‘In de begrotingsberekeningen zit een systeemfout’, raast Van Overtveldt, die het ‘kotsbeu is dat men zegt dat hij niet kan tellen’. ‘Wij zijn het ook beu’, reageert de oppositie, ‘want de fout ligt bij u, het systeem werkt.’
Sylvie Van Ginneken
‘J’en ai marre.’ Gisteren bereikten de frustraties van minister van Financiën Johan Van Overtveldt (N-VA) een kookpunt. De steeds terugkerende mantra ‘de minister kan niet tellen’ heeft diep op hem ingehakt. Dat de ramingen voor de begroting en het werkelijke cijfer zo ver uit elkaar liggen, heeft niets te maken met onkunde, schreef hij. ‘Al jarenlang worden de inkomsten serieus overschat. In de berekeningen zit een systeemfout. Mijn collega’s die ook in de vorige regering zaten, weten dat zeer goed’, argumenteerde hij.
Betekent dat dan dat de politiek de ogen al jarenlang sluit en telkens een schietgebedje doet dat het nattevingerwerk in de buurt komt van het finale cijfer? Volgens de SP.A is die insinuatie ongehoord en onwaar. ‘De fout ligt niet bij het systeem, maar bij Van Overtveldt’, reageerde John Crombez op Radio 1. ‘De vorige regeringen slaagden er dikwijls wel in om nauwkeurige ramingen te maken.’

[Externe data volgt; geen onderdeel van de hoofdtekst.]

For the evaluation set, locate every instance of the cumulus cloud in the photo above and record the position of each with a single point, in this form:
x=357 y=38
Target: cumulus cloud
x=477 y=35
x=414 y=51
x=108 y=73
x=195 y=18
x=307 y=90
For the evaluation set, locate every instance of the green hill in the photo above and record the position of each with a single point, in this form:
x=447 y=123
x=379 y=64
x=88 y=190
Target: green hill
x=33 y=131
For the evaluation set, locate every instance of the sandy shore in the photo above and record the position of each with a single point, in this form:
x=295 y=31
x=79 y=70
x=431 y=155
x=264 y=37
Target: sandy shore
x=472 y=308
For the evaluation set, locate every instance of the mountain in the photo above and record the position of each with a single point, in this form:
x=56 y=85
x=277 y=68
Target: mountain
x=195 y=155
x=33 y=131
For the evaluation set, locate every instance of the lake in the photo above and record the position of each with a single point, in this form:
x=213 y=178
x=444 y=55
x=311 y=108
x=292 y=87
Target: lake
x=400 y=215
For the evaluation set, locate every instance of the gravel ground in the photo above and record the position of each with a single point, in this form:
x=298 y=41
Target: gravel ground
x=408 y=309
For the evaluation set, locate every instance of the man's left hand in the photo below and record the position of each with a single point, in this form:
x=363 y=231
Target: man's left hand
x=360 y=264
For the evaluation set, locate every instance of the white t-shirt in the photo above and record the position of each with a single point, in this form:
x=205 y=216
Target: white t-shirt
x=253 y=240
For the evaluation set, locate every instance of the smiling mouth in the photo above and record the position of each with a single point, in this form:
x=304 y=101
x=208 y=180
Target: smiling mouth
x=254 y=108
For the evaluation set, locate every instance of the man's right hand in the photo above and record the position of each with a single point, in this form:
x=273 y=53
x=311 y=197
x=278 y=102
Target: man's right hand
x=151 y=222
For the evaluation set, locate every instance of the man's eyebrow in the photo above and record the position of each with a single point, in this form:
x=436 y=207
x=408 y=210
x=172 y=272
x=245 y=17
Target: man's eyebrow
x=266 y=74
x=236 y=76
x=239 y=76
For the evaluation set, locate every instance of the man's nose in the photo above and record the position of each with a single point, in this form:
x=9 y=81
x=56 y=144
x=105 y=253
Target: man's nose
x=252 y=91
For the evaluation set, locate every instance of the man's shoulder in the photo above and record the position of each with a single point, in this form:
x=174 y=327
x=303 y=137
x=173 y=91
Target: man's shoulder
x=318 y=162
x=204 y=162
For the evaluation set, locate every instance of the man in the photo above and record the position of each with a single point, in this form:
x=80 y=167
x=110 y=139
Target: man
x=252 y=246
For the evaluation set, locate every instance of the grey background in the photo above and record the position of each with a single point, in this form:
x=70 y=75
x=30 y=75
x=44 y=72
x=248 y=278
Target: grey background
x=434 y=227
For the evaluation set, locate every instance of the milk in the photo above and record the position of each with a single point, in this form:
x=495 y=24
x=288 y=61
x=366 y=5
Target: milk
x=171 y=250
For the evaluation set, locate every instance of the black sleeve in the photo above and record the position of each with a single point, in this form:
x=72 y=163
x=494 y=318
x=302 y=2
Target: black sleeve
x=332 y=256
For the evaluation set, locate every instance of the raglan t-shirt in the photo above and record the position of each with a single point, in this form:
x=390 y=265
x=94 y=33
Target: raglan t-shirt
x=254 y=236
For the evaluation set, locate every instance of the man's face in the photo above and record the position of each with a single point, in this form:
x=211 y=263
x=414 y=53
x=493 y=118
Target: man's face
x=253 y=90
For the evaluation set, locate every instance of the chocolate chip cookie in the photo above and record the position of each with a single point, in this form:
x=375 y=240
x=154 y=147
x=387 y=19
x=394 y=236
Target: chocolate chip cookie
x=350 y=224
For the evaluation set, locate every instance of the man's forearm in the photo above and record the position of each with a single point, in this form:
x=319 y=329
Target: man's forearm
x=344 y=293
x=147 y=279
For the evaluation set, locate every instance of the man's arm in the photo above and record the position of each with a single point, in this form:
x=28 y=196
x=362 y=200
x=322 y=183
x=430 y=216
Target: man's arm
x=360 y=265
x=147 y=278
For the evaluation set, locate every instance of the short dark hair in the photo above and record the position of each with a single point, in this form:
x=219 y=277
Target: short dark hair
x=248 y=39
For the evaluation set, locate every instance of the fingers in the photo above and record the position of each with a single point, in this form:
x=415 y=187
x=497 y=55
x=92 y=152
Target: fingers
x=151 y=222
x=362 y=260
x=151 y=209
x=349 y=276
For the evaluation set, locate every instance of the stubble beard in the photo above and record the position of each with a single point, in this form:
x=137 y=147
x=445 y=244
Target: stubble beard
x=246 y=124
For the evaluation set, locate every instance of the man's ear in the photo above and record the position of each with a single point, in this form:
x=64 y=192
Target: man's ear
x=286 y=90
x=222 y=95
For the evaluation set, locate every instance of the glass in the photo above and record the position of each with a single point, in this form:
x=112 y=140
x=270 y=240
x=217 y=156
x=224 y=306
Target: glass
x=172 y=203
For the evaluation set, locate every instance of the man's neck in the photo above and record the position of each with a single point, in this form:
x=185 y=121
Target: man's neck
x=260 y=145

De boodschap is met andere woorden: de vorige ministers (en hun diensten) konden beter tellen. Al valt er over de begrotingsoefeningen van Van Overtveldts voorgangers ook een en ander te zeggen.
1. Geens bleef kalm
Nog niet zo lang geleden, in 2013, moest de regering-Di Rupo in allerijl op zoek naar 2,8 miljard euro om de begroting op koers te houden. De reden klinkt u waarschijnlijk bekend in de oren: de fiscale ontvangsten vielen lelijk tegen.
Een groot verschil met Van Overtveldt: toenmalig minister van Financiën Koen Geens (CD&V) werd niet verweten dat hij niet kon tellen. Ten eerste had hij nog maar net de fakkel overgenomen van partijgenoot Steven Vanackere, die ontslag had genomen. Bovendien viel de groei lelijk tegen, waardoor Geens wat ademruimte kreeg.
Oké, we liegen: er zijn twee grote verschillen. Geens liet zich absoluut niet in de gordijnen jagen. Een zoektocht naar miljarden? ‘Daar dient een begrotingscontrole voor’, zei hij stoïcijns.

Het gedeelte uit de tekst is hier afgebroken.